Grâce au langage, outil hyper perfectionné pour manipuler les autres, avec du symbolique, l’Homme se socialise. Chez les humains, le chef est d’abord celui qui parle. L’homme parle pour convaincre les autres. La société humaine est fondée essentiellement sur des liens entretenus par le langage.
On a souvent dit que la culture est le propre de l’homme, mais la transmission sociale existe aussi chez les singes. Simplement chez l’homme le phénomène est extraordinairement amplifié.
L’homme est le plus individualiste de tous les animaux. Un individu social extrême. Il est le produit de sa propre histoire, c’est un individu singulier qui vit avec les autres.
L’homme est un autre pour soi. Il a la possibilité de vivre l’acte de l’autre. Il partage des représentations et met en commun avec les autres hommes des émotions fondamentales comme le désir, le plaisir, la souffrance.
L’homme se construit sur l’affect, le partage et échange avec l’affect de l’autre, suivant le principe d’une mise en réseau. Il constitue et appartient à une société basée sur l’affect.
L’homme c’est l’altérité. La première altérité, c’est le face à face homme-femme. Le corps de la femme est devenu (mais cela remonte à la préhistoire) un pur objet érotique. Dans le couple humain, il y en a donc un qui s’offre en permanence au désir de l’autre. Vivre en société implique obligatoirement d’introduire un ordre, sans lequel tout le monde forniquerait avec tout le monde.
L’une des origines du développement de la culture, dont l’outil principal est le langage, est le sexe. L’homme et la femme doivent tempérer leurs désirs, d’où les tabous de l’inceste, d’où les interdictions sociales qui sont essentiellement d’ordre sexuel, et le pouvoir exorbitant, monstrueux, de l’homme, le guerrier qui fait saigner les autres, alors que la femme saigne. C’est de l’ordre du sexuel.
Qu’est ce que l’homme ? Un sexe avec un gros cerveau !

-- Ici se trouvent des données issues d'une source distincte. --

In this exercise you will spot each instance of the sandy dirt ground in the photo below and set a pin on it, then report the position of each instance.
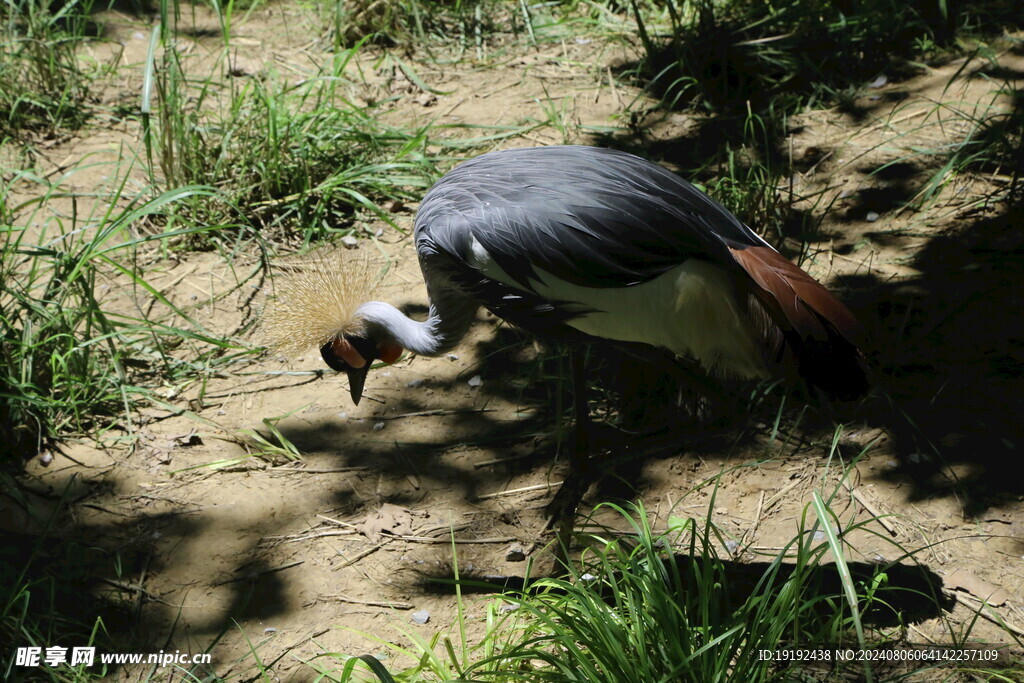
(185, 538)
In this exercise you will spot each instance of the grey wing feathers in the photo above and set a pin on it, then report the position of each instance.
(593, 217)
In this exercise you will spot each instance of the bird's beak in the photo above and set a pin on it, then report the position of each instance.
(356, 376)
(356, 379)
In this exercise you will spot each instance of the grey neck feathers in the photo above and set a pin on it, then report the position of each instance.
(451, 315)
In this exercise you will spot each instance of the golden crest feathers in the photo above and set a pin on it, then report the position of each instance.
(317, 302)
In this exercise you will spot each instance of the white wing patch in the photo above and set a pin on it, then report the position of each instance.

A delà de cette caricature, le cerveau de l’être humain pèse 1,5 kg et joue un rôle prépondérant. Il faut à peu près 16 ans pour que le cerveau se construise, période pendant laquelle il fabrique massivement des neurones et des synapses. Toutefois, le cerveau continue à fabriquer des neurones jusqu’à 70 à 80 ans. Ainsi l’homme construit son monde, mais aussi celui des autres et se dote de représentations.
L’évolution de la taille de notre cerveau est probablement un « miracle » de la sélection génétique qui a fait qu’à un moment de l’évolution, quelques gènes se sont exprimés la où ils ne devaient pas l’être. Les aires associatives du cerveau se sont hypertrophiées, et sont devenu fonctionnelles.
Toutefois, en contrepoids de ce qui vient d’être dit, le poids du cerveau est loin de tout expliquer. Un homme aphasique, totalement paralysé, qui a perdu plus d’un quart de son cerveau n’en demeure pas moins un homme…
Il y a donc, dans ce qui caractérise l’homme, un produit de l’évolution de ses gènes, mais il y a aussi autre chose qui est de l’ordre du mystère, qui se passe au niveau de la psyché, de l’âme.
L’âme, est l’organe le plus résistant de l’animal humain, résistant à l’excès de haine, ou a l’excès d’amour.